The stock was the top loser on the benchmark Nifty 50 index, which was up 0.23%.
The ‘Clinic Plus’ shampoo maker on Wednesday forecast near-term margins at the lower end of its previous forecast range of 23%-24% as costs of key commodities such as palm oil and tea continue to rise and urban demand hit a two-year low in November.
The company posted a marginal rise in its third-quarter profit and a 2% increase in revenue.
Hindustan Unilever appeared to be more cautious about the demand outlook than at the previous analyst meet, Jefferies analyst Vivek Maheshwari said, calling it “a worry”.
For the consumer goods industry, growth in urban pockets – which also accounts for two-thirds of the company’s revenue – has lagged that in rural areas over the past year and has been an area of concern for most firms.

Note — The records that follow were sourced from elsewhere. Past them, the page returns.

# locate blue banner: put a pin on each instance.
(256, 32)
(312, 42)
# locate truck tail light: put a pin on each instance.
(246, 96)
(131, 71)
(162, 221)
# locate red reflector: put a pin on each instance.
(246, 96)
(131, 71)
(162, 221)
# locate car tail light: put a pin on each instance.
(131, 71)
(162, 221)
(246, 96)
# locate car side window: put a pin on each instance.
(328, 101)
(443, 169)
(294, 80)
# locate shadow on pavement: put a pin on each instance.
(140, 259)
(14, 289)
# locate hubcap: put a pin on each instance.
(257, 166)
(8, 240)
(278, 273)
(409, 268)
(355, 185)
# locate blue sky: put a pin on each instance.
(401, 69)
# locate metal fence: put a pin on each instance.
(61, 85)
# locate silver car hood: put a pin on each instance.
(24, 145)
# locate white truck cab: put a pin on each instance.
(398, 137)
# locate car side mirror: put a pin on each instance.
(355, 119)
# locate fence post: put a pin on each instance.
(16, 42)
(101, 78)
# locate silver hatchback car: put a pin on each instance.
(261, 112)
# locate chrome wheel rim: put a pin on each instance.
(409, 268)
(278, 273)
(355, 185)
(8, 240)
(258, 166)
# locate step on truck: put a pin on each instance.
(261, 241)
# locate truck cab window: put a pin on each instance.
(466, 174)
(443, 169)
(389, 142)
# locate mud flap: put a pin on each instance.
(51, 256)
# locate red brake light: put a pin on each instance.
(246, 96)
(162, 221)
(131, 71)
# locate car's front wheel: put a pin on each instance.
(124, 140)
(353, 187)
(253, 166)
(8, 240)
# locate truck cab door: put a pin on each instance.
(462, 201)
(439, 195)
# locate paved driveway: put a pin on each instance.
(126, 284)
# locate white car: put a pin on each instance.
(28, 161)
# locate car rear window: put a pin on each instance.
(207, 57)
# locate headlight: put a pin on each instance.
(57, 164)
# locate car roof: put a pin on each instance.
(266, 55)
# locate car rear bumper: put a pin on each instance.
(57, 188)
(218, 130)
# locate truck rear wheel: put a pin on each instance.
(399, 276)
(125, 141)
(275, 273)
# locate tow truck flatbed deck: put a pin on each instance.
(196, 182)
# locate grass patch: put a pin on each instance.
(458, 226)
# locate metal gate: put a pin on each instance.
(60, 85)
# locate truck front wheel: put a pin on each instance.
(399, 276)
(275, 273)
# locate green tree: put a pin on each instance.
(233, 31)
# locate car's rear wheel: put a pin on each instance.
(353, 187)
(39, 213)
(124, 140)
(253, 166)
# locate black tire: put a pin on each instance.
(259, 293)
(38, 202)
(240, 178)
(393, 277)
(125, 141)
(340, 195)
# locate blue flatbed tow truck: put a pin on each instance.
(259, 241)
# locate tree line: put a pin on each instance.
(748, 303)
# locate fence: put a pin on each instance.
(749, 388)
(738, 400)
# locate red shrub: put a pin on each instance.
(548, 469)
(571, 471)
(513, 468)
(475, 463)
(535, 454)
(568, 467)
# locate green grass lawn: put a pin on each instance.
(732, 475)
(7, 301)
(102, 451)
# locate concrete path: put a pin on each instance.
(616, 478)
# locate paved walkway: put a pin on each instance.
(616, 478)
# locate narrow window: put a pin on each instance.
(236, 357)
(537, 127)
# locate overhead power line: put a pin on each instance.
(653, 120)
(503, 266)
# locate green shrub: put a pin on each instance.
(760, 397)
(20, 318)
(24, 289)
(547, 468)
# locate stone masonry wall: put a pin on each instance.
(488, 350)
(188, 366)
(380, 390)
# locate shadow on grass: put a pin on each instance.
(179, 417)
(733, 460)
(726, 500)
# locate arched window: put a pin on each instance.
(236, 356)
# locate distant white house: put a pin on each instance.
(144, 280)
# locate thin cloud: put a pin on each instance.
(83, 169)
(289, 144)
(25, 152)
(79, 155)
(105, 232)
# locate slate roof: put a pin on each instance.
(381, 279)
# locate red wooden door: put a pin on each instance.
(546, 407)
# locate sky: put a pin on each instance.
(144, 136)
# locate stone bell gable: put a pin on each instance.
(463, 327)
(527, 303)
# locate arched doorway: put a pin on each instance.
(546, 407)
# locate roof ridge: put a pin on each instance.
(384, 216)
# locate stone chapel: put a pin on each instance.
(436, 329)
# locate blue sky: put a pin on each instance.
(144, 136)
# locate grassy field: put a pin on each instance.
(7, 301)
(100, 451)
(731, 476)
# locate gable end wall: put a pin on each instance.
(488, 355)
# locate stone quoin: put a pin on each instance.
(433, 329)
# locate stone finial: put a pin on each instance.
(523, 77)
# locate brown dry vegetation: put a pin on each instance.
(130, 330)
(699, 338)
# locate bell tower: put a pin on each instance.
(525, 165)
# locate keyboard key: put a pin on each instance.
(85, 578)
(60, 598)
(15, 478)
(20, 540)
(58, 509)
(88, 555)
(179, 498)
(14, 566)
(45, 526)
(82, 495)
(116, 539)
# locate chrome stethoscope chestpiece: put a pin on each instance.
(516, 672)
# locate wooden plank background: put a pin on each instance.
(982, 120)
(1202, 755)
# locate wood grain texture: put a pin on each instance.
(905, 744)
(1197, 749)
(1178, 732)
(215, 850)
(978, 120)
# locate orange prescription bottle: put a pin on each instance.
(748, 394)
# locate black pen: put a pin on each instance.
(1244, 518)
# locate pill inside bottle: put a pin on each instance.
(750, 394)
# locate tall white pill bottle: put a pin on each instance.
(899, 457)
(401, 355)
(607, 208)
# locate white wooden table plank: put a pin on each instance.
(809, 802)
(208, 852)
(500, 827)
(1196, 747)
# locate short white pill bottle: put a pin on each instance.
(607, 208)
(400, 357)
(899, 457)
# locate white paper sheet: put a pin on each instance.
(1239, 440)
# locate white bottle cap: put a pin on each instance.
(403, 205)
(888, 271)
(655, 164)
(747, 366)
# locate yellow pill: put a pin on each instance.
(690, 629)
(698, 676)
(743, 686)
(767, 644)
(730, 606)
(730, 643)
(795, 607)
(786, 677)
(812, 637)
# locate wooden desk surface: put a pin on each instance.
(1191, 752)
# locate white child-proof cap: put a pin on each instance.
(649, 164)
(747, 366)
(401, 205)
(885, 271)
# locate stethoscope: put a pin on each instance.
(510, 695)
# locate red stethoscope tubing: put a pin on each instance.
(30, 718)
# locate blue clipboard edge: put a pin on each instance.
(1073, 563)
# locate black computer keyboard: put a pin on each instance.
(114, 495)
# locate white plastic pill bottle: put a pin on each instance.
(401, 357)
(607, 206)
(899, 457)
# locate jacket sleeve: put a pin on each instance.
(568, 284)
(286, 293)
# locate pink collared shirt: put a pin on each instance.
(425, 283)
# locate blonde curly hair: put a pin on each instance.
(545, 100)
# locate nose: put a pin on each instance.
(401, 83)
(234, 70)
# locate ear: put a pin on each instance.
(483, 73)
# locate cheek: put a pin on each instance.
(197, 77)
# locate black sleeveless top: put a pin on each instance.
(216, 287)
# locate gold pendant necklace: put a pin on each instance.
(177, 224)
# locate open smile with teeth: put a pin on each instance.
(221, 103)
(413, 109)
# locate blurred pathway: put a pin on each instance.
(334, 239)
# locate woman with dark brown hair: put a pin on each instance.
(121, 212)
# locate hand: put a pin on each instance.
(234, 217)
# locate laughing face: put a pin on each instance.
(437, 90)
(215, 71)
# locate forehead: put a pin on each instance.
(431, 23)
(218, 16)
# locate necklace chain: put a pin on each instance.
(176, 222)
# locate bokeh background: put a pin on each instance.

The FMCG index was trading 0.2% lower on the day, with rival Nestle India, which is yet to report its quarterly results, falling about 1%.
Meanwhile, Citi analyst Vismaya Agarwal said the modest rise in revenue was “completely pricing led”, referring to the higher commodity costs.
With inflation continuing to remain sticky and moderate price hikes in effect, consumers shifted to smaller product sizes, Hindustan Unilever said after reporting flat quarterly volumes.
Its shares, which are rated “buy”, on average, extended their 12-month loss to nearly 7% on Thursday.